Bu kitabın modern toplumu eleştiren bir tarafının olduğunu düşünüyorum. Yazar sadece toplumdan uzak izole bir adada geçen ürkütücü bir macerayı davetsiz bir misafirin gözünden anlatmakla kalmayıp hayvan ve insan kavramları arasındaki fark ve benzerlikleri irdeleyip bu iki kavramı ters yüz ederek okuyucularına insanlaşan hayvanların hikâyesini anlatmakla beraber hayvanlaşan insanları da anlatmış. Kitapta olaylar ilerledikçe öyle bir noktaya geliniyor ki bu iki kavram iç içe geçiyor ve sınırlar ürkütücü bir belirsizlik kazanıyor. Bu belirsizlik ise okurlar üzerinde çarpıcı - adeta soğuk bir duş almak gibi - bir etki bırakabilir.

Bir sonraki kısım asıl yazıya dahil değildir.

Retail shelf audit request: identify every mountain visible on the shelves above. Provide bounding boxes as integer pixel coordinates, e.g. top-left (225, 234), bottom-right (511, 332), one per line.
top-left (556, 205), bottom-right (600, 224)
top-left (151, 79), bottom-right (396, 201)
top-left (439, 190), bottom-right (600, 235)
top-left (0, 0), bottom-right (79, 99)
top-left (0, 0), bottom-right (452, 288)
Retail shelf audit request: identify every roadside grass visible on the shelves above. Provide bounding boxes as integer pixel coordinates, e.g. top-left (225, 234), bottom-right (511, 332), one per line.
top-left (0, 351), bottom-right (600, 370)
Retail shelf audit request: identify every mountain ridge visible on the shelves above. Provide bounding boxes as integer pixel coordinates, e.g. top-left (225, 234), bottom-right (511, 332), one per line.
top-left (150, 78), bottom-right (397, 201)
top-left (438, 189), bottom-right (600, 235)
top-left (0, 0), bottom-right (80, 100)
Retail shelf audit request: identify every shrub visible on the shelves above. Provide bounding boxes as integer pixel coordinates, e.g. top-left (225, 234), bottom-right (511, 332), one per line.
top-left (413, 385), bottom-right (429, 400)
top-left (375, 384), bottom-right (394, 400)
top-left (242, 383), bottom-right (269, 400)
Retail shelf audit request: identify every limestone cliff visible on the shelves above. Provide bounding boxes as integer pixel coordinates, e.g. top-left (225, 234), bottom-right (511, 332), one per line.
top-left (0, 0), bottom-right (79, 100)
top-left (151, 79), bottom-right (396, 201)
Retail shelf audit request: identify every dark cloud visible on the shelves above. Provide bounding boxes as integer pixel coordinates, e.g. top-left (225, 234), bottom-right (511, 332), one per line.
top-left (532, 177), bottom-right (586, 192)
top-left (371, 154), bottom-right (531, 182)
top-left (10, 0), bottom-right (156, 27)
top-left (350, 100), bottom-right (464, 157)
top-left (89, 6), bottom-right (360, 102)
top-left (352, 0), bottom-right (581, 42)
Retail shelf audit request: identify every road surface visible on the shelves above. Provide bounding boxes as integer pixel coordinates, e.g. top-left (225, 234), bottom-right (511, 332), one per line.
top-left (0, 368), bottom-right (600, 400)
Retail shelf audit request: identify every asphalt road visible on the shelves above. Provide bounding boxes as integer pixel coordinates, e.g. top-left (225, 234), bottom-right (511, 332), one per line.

Bence içimizdeki hayvandan fazla olan şey her neyse, insanların gündelik kaygıları, günahları ve sıkıntılarında değil; orada, maddenin engin ve sonsuz kanunlarında, avuntuyu ve umudu bulabilir. Umarım öyledir, yoksa yaşayamam.
Ve hikayem böylece, umut ve yalnızlık içinde bitiyor.